BIOSINTESIS MELANIN

Melanosom mensintesis du tipe melanin, eumelanin dan feomelanin. Eumelanin gelap, hitam kecoklatan dan tidak larut, sedangkan feomelanin terang, kuning kemerahan, berisi sulfur dan dapat larut. Melanin merupakan derivate DOPA dan di bentuk di dalam melanosom melalui tahapan serial oksidatif. Keasaman melanosom mempengaruhi aktifitas enzim melanogenetik dan mempengaruhi polymerase melanin.
Sintesis kedua tipe melanin melibatkan asam amino tirosin oleh enzim tirosinase menjadi L-DOPA. Konversi tirosin menjadi L-DOPA merupakan tahapan penting melanogenesis, karena hambatan reaksi ini menghalangi sintesis melanin.
L-DOPA dioksidasi menjadi DOPA quinon yang akan dikonversi menjadi DOPA chrome yang kemudian dapat dikonversi menjadi 5,6-dihydroxyindole (DHI) atau menjadi 5,6-dihydroxyindole-2-carboxylic acid (dhica). Derajat eumelanin coklat terhadap hitam berhubungan dengan rasio DHI/DHICA dengan rasio tertinggi menyebabkan pembentukan eumelanin hitam dan rasio terendah menunjukkan eumelanin coklat.
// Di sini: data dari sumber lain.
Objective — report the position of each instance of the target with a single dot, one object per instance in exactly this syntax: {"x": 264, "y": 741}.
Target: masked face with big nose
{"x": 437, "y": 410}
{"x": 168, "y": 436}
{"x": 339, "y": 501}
DOPA quinon juga dapat berkombinasi dengan glutation atau sistein membentuk sisteinilDOPA yang kemudian menjadi feomelanin berwarna kuning/merah dapat larut dan memiliki berat molekul rendah. Tirosinase juga mengkatalisasi tahapan jauh lain dalam biosintesis melanin, disebut konversi DHI menjadi indole-5,6-quinone
Fungsi utama melanin ialah melindungi kerusakan DNA yang diinduksi ultraviolet melalui absorbsi dan penyebaran radiasi ultraviolet (280-400nm). Absorbsi energi oleh melanin akan maksimal pada spectrum elektromagnetik dan menurun secara bertahap melalui spectrum sinar kasat mata. Melanin yang mengabsorbsi ultraviolet kemudian melakukan konversi sinar menjadi panas, suatu bentuk energi yang kuarang toksik. Penelitian in vitro menyatakan kapasitas melanin sebagai tabir surya terbatas. Bila melanin digabungkan dalam krim dan dioleskan pada kulit diabsorbsinya hanya 50%-70%.